Nel settimo episodio della nostra rubrica esploriamo l’universo estetico di un giovane uomo di stile: Niccolò Zaffarano, il sarto di Corso Venezia 40.
La sua è un’eleganza consapevole, mai rigida né eccessivamente campanilista, costruita su poche regole fondamentali e molta sperimentazione. Il suo stile è mutevole: è cambiato nel tempo e, per sua stessa ammissione, rimane aperto al cambiamento e alla sperimentazione continua.

La costruzione dell’abito
Il suo abito ideale? Doppiopetto o tre pezzi, quasi mai spezzato; spalla a camicia, tasche a toppa con ticket pocket sempre presente, una costruzione della giacca pulita, leggermente avvitata e decisamente di ispirazione partenopea.
Il pantalone ha una vita non troppo alta, con doppia pence e senza cintura; il fondo è piuttosto avvitato, sempre rifinito da un risvolto medio-alto, elemento onnipresente.
E i tessuti? Freschi, sobri, con micro-fantasie appena percettibili, come finestrati tono su tono o il classico principe di Galles in nuance polverose.
La palette cromatica spazia tra blu sbiaditi, grigi medio-scuri e marroni bruciati, con tocchi occasionali di verde oliva o ruggine nei mesi più freddi. Niccolò sembra conoscere perfettamente la regola aurea della sartoria maschile: l’abito deve esaltare chi lo indossa, non farsi notare al suo posto.
Per questo evita tagli troppo slim o dettagli vistosi.

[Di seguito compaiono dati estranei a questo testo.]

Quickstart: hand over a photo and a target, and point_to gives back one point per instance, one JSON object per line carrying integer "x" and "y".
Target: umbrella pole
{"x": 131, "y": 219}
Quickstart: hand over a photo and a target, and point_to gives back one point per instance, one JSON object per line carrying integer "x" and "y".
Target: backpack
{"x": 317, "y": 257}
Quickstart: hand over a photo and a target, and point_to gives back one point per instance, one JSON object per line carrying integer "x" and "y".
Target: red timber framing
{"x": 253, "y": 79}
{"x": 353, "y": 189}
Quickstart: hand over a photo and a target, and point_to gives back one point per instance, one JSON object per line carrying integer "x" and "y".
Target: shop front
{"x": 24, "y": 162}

La giacca accompagna il busto, mai lo costringe; il pantalone cade dritto e pulito, con una piega netta ma mai rigida. Nulla è lasciato al caso.

Camicie e cravatte
Grande attenzione anche agli accessori, in particolare alle cravatte della linea NZ su misura: per Zaffarano, autentici strumenti di espressione personale.
Le sue scelte ricadono spesso su cravatte dai toni sobri, in armonia con l’abito, evitando quasi sempre contrasti troppo marcati. Predilige texture interessanti ma mai appariscenti: grenadine fini, madder inglesi, lane leggere nei mesi invernali.

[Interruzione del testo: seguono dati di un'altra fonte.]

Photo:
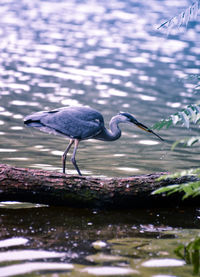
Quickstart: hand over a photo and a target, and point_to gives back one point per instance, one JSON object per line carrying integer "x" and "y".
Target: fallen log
{"x": 53, "y": 188}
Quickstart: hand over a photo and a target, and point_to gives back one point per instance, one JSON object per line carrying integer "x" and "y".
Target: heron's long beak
{"x": 145, "y": 128}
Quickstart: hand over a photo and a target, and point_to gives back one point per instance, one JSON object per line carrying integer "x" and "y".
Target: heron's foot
{"x": 76, "y": 166}
{"x": 64, "y": 156}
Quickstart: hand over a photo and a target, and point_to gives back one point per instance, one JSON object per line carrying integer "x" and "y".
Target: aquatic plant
{"x": 191, "y": 114}
{"x": 190, "y": 253}
{"x": 190, "y": 189}
{"x": 184, "y": 17}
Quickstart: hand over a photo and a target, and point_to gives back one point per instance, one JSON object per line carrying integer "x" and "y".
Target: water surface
{"x": 108, "y": 55}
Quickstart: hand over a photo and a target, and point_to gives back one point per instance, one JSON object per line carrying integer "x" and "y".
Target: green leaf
{"x": 191, "y": 114}
{"x": 183, "y": 18}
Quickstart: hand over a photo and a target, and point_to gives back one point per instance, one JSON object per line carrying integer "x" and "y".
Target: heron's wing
{"x": 79, "y": 123}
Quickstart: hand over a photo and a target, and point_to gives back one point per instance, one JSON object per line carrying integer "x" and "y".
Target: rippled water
{"x": 53, "y": 241}
{"x": 108, "y": 55}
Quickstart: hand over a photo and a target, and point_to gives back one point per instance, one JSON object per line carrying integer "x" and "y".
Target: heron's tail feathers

La camicia? Collo button-down o, in generale, colli morbidi e piuttosto allungati, che si armonizzano con la forma del viso. I colori ricorrenti sono il bianco e l’azzurro. Il polsino è singolo, arrotondato, con bottone, sempre visibile quanto basta sotto la giacca: un segno distintivo di un abito cucito con proporzioni sartoriali impeccabili.

Scarpe e dettagli
Anche la calzatura riflette il gusto classico di Zaffarano: Oxford lisce o brogue, mocassini penny e tassel, sempre in cuoio scuro, derby con suola sottile in gomma per l’uso cittadino, e, occasionalmente, una monk strap per dare un tocco più audace a un outfit monocromatico.
Predilige inoltre le Car shoe per le mise più informali e il tempo libero.

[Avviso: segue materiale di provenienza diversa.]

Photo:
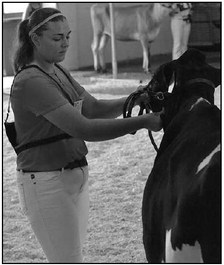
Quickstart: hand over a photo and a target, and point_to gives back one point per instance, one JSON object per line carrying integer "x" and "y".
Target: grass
{"x": 118, "y": 172}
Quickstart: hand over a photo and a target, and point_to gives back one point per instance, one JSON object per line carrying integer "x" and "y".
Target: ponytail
{"x": 24, "y": 48}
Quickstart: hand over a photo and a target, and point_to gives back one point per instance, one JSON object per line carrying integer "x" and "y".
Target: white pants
{"x": 57, "y": 205}
{"x": 180, "y": 31}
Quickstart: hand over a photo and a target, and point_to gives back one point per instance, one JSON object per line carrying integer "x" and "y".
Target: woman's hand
{"x": 153, "y": 122}
{"x": 143, "y": 98}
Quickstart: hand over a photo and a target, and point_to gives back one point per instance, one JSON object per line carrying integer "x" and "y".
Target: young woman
{"x": 51, "y": 107}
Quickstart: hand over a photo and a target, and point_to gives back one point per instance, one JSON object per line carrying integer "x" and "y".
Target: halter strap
{"x": 200, "y": 80}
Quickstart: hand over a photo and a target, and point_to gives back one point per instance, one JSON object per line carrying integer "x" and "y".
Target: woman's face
{"x": 52, "y": 45}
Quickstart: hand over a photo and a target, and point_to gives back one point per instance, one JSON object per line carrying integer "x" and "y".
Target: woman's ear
{"x": 35, "y": 39}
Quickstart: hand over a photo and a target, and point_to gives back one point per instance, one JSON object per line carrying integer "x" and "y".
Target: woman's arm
{"x": 72, "y": 122}
{"x": 98, "y": 108}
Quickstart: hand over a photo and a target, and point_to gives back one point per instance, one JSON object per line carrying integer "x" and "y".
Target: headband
{"x": 43, "y": 22}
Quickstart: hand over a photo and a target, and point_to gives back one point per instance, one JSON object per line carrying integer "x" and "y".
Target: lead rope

La sua scarpiera è ben fornita, con modelli adatti a ogni occasione, ma il principio fondamentale a cui tiene è chiaro: la qualità della scarpa deve essere all’altezza di quella dell’abito.
Il suo rapporto con gli accessori è misurato: pochette bianche in lino, orologi vintage di piccole dimensioni.
Un tratto distintivo? L’uso calibrato di capi outerwear dalla forte personalità: giacche sahariane in lino grezzo, o persino bomber e smanicati in solaro per la mezza stagione. Mai banali, sempre contestualizzati.